In a new study accepted for publication in the Astronomical Journal, two astronomers — the Scott Sheppard from the Carnegie Institution for Science and Chadwick Trujillo from Northern Arizona University — have detailed their observations of several trans-Neptunian objects lying in the fringes of the solar system. The location and orbits of these objects makes the existence of a ninth “Planet X” all the more likely, the researchers say.
“If you want to put a number on it, I'd be somewhere like 80 percent sure that there's a Planet X out there,” Sheppard told Space.com. “I don't think it's a slam dunk; it's not 100 percent, because it's such low-number statistics.

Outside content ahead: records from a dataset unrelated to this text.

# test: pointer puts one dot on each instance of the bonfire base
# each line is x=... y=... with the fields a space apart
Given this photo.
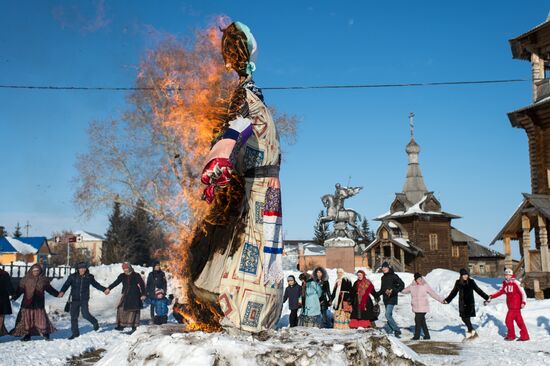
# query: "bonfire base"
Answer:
x=174 y=345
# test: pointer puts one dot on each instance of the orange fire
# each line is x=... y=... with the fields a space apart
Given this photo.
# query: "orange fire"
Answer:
x=191 y=91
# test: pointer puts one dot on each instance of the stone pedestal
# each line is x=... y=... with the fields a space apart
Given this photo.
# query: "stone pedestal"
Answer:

But there are a lot of strange things that seem to be going on that would be explained quite well with there being some kind of massive planet out there.”
The clustering of the orbits of the newly-identified objects, which have now been submitted to the International Astronomical Union’s Minor Planet Centre to receive official designations, suggests that they are most likely being influenced by something massive and very distant — the proposed Planet X.
Based on the behavior of these trans-Neptunian objects, the researchers predict that Planet X, if it exists, is several times more massive than Earth and is locked in an extremely elliptical orbit around the sun — one that, at its closest point, is at least 200 times farther away from the sun than Earth.
“Objects found far beyond Neptune hold the key to unlocking our Solar System's origins and evolution,” Sheppard explained in a statement released Monday. “Though we believe there are thousands of these small objects, we haven't found very many of them yet, because they are so far away. The smaller objects can lead us to the much bigger planet we think exists out there. The more we discover, the better we will be able to understand what is going on in the outer Solar System.”
However, it is too soon to pop open the celebratory bottle. Given that only a handful of such trans-Neptunian objects have ever been detected, our understanding of what’s really happening at the edges of the solar system is, at best, rudimentary.
“Right now we are dealing with very low-number statistics, so we don't really understand what is happening in the outer Solar System,” Sheppard said. “We are now in a similar situation as in the mid-19th century when Alexis Bouvard noticed Uranus’ orbital motion was peculiar, which eventually led to the discovery of Neptune.”